Novas Histórias do Tempo da Velha Escola (DXI)

Águas Lindas de Goiás, 25 de abril de 2041

Hoje, são passados 66 anos sobre uma leda madrugada. Ficai tranquilos, que não irei dizer-vos o que fiz, nem onde estava, nessa leda madrugada. Falar-vos-ei apenas de um povo, que tinha adormecido fascista, no dia 24, e acordado democrata, no dia 25. E que, por muitos anos, continuaria apático (ou desatento?) face a “tenebrosas tentações”.

Durante muitos anos, ensaiei coros de igreja, e até cheguei a cantar sete missas ao domingo… Por essa altura, eu era secretário do Coro da Sé Catedral do Porto, um coro de música sacra, que marcou uma época, dada a sua excelente qualidade. A maioria dos coralistas era de classe social média-alta, vivia em pequenos palácios. Eu vivia na Ilha dos Tigres, um cortiço onde gente digna e de “algumas posses” convivia com toda a sorte de deserdados da vida, onde as pessoas mais belas que conheci partilhavam o seu quotidiano com a violenta fealdade da prostituição.
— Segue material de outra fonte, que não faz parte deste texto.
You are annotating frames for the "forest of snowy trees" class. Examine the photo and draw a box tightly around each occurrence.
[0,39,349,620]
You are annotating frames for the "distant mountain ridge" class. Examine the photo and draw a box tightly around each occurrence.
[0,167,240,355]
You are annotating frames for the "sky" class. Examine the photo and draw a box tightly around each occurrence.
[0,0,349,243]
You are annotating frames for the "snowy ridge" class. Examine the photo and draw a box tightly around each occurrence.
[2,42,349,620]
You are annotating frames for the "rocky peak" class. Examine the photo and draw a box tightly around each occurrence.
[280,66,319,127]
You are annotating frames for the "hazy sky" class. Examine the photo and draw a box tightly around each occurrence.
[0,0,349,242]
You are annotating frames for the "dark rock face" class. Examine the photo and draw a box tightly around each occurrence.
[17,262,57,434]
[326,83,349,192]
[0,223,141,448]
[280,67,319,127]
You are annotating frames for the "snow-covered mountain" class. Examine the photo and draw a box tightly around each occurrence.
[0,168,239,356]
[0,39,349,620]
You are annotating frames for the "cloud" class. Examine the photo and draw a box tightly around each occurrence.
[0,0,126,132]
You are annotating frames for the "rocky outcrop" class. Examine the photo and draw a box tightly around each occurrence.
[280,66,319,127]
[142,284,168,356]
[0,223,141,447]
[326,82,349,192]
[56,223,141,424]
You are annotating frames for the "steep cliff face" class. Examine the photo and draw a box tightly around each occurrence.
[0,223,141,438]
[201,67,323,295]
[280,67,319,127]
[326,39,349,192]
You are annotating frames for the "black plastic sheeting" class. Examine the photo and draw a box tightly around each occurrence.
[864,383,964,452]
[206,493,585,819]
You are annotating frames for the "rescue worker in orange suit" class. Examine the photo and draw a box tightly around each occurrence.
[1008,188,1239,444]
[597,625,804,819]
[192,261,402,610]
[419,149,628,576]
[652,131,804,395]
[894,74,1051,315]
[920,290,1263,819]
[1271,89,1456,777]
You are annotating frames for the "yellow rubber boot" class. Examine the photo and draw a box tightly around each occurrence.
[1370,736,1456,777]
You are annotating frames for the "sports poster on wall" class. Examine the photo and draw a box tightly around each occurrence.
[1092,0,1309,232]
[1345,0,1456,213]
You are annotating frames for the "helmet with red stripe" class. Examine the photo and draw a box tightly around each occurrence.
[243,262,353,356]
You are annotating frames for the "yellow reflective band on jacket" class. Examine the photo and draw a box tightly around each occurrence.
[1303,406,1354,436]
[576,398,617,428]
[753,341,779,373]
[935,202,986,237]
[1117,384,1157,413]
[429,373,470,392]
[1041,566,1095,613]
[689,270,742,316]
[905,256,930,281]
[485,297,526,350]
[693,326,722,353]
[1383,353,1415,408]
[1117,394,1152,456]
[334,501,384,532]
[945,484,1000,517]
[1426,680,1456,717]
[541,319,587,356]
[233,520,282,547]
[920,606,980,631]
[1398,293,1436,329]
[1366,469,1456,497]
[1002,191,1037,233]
Operacional da Revolução dos Cravos, saído da clandestina luta contra um salazarento regime, nos ensaios do Coro, conheci a “nata” do regime deposto. Enamorei-me da filha de um grande proprietário rural. E ela me levou a conhecer o resto da família, apresentando-me como “futuro marido”.

Netos queridos, perto de fazer noventa anos, sou uma autêntica ruína. Mas, naquela altura, até era um moço bem parecido. E ninguém sabia da minha modesta origem. Já havia compreendido que a organização social se baseava no princípio “cada macaco no seu galho”. Caíra na besteira de levar à Ilha dos Tigres a minha anterior namorada. A sordidez dos gestos, o eco de impropérios, a sujidade por toda a parte, as insinuações dos meus colegas de cortiço – “Ó Zé, já comeste essa gaja?” – as latentes ameaças de proxenetas, causaram tamanho impacto, que o namoro acabou nesse dia.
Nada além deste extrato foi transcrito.